Neil Brown some weeks on this mailing list expressed a very
cautionary thought:
«It is really best to avoid degraded raid4/5/6 arrays when at all
possible. NeilBrown»
Yes, I read that mail. I've been meaning to do some real-world testing of
restarting degraded/rebuilding raid6es from various vendors, including MD,
but haven't gotten around to it.
Luckily computer crashes are another order of magnitude rarer than disk
crashes on storage servers in our experience, so raid6 isn't a net loss
even assuming worst case if you have checksummed data.

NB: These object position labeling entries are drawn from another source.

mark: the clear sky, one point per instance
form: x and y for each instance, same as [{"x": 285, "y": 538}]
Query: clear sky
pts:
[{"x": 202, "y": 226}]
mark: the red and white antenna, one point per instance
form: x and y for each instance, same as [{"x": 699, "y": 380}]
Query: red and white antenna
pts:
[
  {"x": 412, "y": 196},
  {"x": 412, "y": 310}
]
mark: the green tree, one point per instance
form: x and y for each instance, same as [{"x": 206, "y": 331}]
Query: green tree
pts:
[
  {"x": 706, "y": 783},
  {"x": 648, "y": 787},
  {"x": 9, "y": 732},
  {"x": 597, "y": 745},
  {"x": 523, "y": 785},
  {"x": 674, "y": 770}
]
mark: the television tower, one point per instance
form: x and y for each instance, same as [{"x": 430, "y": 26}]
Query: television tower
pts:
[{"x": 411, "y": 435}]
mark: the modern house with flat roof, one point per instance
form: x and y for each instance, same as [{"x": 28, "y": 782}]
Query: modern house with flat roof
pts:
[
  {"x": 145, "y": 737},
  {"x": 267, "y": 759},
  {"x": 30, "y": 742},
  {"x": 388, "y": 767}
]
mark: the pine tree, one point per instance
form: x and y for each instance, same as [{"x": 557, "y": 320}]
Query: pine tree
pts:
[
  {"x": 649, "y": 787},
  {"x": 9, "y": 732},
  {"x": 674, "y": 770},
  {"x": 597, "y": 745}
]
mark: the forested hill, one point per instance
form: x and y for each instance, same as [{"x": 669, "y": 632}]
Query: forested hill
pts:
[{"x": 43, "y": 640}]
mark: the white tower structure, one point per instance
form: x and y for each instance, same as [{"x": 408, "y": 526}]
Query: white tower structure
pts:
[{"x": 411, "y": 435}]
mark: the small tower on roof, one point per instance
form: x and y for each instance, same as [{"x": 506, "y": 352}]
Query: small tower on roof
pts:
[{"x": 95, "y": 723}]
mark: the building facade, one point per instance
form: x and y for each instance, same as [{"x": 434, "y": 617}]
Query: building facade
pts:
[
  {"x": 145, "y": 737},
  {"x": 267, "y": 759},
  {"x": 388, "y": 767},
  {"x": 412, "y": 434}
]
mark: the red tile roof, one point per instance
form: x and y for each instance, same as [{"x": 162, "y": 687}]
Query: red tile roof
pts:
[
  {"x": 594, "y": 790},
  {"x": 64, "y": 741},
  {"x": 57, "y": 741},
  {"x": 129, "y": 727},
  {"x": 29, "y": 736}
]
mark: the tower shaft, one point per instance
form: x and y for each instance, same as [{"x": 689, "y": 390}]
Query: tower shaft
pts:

Also, this might be the reason that for instance HP's raid cards require
battery-backed cache for raid6, so that there won't be partially updated
stripes without a "better version" in the cache.
* Large storage pools can only be reasonably built by using
multiple volumes across networks and on top of those some
network/cluster file system, [ ... ]
Or for that matter an application that can handle multiple
storage pools, many of the software that needs really large-scale
storage can itself split data store between multiple locations. [
... ]
I imagine that you are thinking here also of more "systematic"
(library-based) ways of doing it, like SRM/SRB and CASTOR, dCache,
XrootD, and other grid style stuff.
Yes that's what I work with, and similar solutions in other industries (I
know the TV folks have systems where the storage is just spread out over a
bunch of servers and filesystems instead of trying to do a cluster
filesystem, using a database of some kind to keep track of locations).
Funny, my suggestion would definately be raid6 for anything
except database(-like) load, that is anything that doesn't ends
up as lots of small updates.
But RAID6 is "teh Evil"! Consider the arguments in the usual
http://WWW.BAARF.com/ or just what happens when you update one
block in a RAID6 stripe and the RMW and parity recalculation
required.
I've read through most of baarf.com and I have a hard time seeing it
applying. An update to a block is a rare special case and can very well
take some time.
My normal usecase is to store large files
If the requirement is to store them as in a mostly-read-only cache,
RAID5 is perfectaly adequate; if it is to store them as in writing
them out, parity RAID is not going to be good unless they are
written as a whole (full stripe writes) or write rates don't matter.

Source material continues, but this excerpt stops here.